Running GIN tests locally#

NeuroConv verifies the integrity of all code changes by running a full test suite on short examples of real data from the formats we support. The testing suite is broken up into sub-folders based on the scope of functionalities and dependencies you wish to test. We recommend always running tests in a fresh environment to ensure errors are not the result of contaminated dependencies. There are three broad classes of tests in this regard.

Run all tests#

To run all tests, first clone the repo and cd into it.

git clone https://github.com/catalystneuro/neuroconv.git
cd neuroconv

Then install all required and optional dependencies in a fresh environment.
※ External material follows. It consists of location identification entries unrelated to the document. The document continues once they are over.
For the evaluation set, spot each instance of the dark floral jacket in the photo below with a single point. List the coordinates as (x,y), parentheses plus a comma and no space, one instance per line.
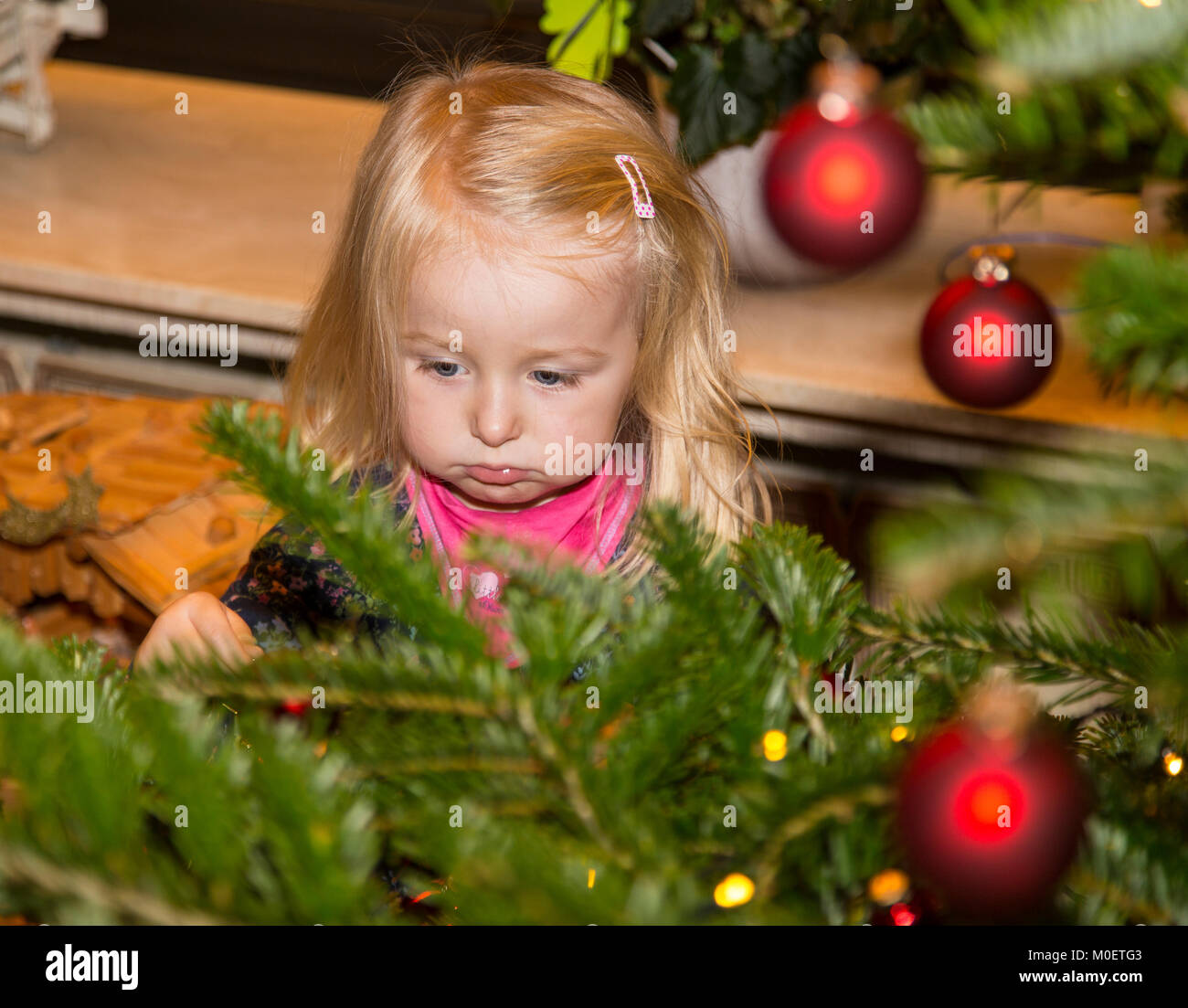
(290,581)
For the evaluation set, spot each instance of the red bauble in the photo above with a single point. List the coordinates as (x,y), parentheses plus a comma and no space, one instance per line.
(823,176)
(296,707)
(989,344)
(991,822)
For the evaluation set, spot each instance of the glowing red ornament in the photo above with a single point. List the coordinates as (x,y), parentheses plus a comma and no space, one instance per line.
(989,340)
(991,821)
(295,707)
(843,183)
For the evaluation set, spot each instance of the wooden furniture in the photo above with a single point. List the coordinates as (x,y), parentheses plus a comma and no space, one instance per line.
(151,514)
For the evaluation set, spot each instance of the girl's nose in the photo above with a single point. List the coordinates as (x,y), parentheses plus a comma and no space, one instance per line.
(494,416)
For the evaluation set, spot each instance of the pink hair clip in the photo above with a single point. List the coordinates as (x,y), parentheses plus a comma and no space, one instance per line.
(644,208)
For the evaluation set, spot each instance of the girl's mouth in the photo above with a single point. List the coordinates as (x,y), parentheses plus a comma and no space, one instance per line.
(498,477)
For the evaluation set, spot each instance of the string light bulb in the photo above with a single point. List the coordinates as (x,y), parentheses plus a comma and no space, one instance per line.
(775,746)
(733,890)
(1172,762)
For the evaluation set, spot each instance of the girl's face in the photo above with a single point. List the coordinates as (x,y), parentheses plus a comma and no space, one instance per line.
(503,362)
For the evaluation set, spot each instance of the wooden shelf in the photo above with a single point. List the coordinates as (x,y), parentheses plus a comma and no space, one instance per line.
(207,217)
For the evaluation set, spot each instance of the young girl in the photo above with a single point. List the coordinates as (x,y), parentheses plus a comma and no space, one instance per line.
(522,331)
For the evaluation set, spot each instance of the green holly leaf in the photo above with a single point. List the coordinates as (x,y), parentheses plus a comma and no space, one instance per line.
(660,16)
(709,121)
(589,35)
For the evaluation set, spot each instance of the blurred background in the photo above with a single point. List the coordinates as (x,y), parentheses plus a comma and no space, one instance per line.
(188,163)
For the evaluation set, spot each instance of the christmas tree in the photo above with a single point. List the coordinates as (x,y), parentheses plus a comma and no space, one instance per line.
(712,766)
(757,744)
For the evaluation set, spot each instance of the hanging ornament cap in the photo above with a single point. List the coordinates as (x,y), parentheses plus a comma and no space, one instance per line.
(843,86)
(1002,711)
(991,263)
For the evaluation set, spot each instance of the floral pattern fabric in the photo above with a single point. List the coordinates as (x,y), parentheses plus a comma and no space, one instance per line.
(290,581)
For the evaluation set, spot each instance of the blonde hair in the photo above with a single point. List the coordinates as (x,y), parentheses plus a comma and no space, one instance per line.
(529,159)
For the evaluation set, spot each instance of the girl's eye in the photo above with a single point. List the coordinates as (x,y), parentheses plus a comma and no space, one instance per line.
(562,379)
(553,379)
(432,365)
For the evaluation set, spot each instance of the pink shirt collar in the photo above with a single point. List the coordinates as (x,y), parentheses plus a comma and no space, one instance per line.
(565,525)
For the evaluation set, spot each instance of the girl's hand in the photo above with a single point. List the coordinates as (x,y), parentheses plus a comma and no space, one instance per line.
(198,624)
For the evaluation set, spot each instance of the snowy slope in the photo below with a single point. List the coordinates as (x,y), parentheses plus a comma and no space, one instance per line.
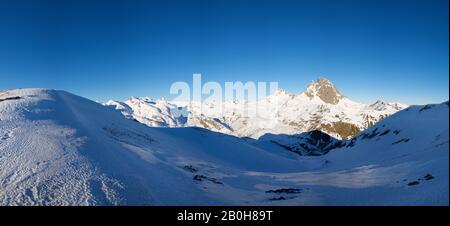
(60,149)
(401,160)
(321,107)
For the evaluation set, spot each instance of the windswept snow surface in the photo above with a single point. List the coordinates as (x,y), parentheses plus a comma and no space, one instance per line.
(60,149)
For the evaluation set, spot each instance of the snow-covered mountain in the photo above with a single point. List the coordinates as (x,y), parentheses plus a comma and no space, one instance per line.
(321,107)
(60,149)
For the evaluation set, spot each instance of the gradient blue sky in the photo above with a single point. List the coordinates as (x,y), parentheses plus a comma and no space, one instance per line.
(396,50)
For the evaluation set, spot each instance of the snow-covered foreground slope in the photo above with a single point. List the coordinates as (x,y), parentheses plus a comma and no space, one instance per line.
(60,149)
(321,107)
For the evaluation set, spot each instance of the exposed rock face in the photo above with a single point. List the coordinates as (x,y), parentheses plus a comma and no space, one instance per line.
(325,90)
(305,144)
(321,107)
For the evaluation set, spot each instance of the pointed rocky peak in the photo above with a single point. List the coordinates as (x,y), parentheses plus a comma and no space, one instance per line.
(325,90)
(280,94)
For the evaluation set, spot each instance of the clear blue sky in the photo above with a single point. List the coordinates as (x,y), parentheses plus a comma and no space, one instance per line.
(396,50)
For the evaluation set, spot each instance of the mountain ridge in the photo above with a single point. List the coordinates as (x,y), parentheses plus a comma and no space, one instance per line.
(320,107)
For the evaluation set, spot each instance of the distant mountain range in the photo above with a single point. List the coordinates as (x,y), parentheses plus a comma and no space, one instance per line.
(57,148)
(321,107)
pip install -e .[test,full]

Then simply run all tests with pytest

pytest

Note

You will likely observe many failed tests if the test data is not available. See the section ‘Testing on Example Data’ for instructions on how to download the test data.

Minimal#

These test internal functionality using only minimal dependencies or pre-downloaded data.
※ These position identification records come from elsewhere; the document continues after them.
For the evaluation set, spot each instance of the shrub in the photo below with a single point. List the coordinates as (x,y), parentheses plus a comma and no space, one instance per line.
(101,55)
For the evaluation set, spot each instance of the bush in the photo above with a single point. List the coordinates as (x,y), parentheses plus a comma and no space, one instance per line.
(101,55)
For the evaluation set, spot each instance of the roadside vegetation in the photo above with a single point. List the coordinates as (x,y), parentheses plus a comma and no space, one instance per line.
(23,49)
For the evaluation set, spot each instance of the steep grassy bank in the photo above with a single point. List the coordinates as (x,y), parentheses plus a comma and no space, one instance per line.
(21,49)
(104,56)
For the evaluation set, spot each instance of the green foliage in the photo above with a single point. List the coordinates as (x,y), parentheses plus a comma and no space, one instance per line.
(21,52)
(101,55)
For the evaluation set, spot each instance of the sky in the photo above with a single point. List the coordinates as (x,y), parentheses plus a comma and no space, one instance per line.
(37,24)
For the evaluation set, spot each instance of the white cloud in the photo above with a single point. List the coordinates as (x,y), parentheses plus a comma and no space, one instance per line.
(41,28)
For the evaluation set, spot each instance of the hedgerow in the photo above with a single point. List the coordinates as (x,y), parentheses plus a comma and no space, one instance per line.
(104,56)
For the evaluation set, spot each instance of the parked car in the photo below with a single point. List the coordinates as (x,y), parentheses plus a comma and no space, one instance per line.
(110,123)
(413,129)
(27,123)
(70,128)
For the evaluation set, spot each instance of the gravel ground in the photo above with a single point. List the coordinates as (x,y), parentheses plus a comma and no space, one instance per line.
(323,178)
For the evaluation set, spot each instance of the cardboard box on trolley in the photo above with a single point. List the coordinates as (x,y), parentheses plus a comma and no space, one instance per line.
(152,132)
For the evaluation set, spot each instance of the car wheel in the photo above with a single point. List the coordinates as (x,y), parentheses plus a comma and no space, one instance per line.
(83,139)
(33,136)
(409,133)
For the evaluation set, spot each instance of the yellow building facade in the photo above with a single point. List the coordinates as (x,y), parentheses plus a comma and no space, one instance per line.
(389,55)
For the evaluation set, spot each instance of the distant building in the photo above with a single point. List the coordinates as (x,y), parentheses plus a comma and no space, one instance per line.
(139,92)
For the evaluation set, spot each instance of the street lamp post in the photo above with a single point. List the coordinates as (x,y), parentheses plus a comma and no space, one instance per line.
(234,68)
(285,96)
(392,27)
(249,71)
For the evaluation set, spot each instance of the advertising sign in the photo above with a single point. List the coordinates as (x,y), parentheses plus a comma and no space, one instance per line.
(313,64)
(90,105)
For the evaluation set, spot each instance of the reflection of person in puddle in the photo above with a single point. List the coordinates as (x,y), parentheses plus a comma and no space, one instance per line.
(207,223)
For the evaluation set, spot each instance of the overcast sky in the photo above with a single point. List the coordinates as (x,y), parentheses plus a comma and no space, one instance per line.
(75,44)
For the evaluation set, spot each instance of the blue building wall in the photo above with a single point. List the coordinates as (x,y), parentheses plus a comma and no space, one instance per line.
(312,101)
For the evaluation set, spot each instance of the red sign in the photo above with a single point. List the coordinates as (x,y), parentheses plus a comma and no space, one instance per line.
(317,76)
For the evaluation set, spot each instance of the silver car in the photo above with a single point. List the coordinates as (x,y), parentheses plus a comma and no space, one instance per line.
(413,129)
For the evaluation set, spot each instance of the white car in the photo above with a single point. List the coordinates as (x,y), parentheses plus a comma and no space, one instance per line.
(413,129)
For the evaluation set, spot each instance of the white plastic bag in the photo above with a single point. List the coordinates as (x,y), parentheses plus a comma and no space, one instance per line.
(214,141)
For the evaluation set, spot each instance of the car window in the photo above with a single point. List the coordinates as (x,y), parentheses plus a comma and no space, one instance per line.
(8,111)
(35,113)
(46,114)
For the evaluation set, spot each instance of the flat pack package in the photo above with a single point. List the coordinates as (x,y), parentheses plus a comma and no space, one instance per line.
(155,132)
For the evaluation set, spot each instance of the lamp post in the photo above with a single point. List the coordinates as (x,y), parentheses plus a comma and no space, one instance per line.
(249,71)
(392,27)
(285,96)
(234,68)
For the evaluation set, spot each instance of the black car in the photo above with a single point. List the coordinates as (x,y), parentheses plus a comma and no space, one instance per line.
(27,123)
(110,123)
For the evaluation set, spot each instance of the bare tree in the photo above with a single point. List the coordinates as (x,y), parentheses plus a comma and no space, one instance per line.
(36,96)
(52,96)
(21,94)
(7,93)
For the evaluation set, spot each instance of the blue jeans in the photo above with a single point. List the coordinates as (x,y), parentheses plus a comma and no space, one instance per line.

Sub-folders: tests/test_minimal and tests/test_internals

These can be run using only pip install -e neuroconv[test] and calling pytest tests/test_minimal and pytest tests/test_internal.

Modality#

These test the functionality of our write tools tailored to certain external dependencies.
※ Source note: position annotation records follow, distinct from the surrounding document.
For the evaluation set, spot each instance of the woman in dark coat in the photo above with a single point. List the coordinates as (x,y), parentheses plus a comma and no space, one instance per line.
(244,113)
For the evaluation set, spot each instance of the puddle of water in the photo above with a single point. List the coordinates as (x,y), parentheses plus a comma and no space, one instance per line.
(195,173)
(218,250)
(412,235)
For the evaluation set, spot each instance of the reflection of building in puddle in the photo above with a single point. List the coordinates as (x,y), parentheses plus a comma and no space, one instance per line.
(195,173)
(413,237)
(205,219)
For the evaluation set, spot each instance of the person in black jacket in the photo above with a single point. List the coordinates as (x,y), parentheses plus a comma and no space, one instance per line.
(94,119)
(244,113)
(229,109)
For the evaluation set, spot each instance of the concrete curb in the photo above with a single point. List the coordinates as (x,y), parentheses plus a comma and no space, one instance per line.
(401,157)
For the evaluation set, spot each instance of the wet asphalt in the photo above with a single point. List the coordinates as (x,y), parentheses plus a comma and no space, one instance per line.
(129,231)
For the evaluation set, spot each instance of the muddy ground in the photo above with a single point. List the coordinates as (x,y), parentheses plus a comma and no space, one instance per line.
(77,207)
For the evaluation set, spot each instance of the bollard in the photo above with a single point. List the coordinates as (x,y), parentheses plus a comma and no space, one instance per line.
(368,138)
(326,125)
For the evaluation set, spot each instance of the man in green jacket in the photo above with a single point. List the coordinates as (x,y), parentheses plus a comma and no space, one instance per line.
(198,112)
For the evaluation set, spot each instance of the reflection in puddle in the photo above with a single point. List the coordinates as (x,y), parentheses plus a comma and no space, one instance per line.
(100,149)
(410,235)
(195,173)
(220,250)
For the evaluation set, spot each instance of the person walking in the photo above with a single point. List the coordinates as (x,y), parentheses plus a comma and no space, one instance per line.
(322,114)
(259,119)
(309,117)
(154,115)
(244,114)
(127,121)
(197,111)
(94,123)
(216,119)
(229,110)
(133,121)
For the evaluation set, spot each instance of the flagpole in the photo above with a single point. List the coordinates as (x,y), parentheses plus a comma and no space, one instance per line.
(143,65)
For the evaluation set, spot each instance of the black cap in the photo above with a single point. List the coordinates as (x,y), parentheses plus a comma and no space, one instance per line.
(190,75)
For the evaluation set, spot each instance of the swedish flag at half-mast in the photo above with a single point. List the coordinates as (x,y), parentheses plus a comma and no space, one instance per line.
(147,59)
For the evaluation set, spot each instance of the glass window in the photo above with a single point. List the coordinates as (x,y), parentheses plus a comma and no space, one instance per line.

Sub-folders: tests/test_ophys, tests/test_ecephys, tests/test_behavior, and tests/test_text

These can be run in isolation using pip install -e neuroconv[test,<modality>] and calling pytest tests/test_<modality> where <modality> can be any of ophys, ecephys, text, or behavior.

Testing On Example Data#

For proprietary formats, we regularly test our conversions against small snippets of real data, stored somewhere on your local system. These can each by downloaded using Datalad

For electrophysiology data#

datalad install -rg https://gin.g-node.org/NeuralEnsemble/ephy_testing_data

For optical physiology data#

datalad install -rg https://gin.g-node.org/CatalystNeuro/ophys_testing_data

For behavioral data#

datalad install -rg https://gin.g-node.org/CatalystNeuro/behavior_testing_data

Update existing test data#

If you have downloaded these data repositories previously and want to update them, cd into the directory you want to update and run

datalad update --how=ff-only --reobtain-data

Once the data is downloaded to your system, you must manually modify the testing config file (example). This file should be located and named as tests/test_on_data/gin_test_config.json whenever neuroconv is installed in editable -e mode). The LOCAL_PATH field points to the folder on your system that contains the dataset folder (e.g., ephy_testing_data for testing ecephys). The code will automatically detect that the tests are being run locally, so all you need to do ensure the path is correct to your specific system.

The output of these tests is, by default, stored in a temporary directory that is then cleaned after the tests finish running. To examine these files for quality assessment purposes, set the flag SAVE_OUTPUTS=true in the gin_test_config.json file and modify the variable OUTPUT_PATH in the respective test if necessary.

Sub-folders: tests/test_on_data

These can be run in total using pip install -e neuroconv[test,full] and calling pytest tests/test_on_data or in isolation by installing the required <modality> as in the previous section and calling pytest tests/test_on_data/test_gin_<modality>.

To update GIN data, run datalad update --how=ff-only --reobtain-data within the repository you would like to update.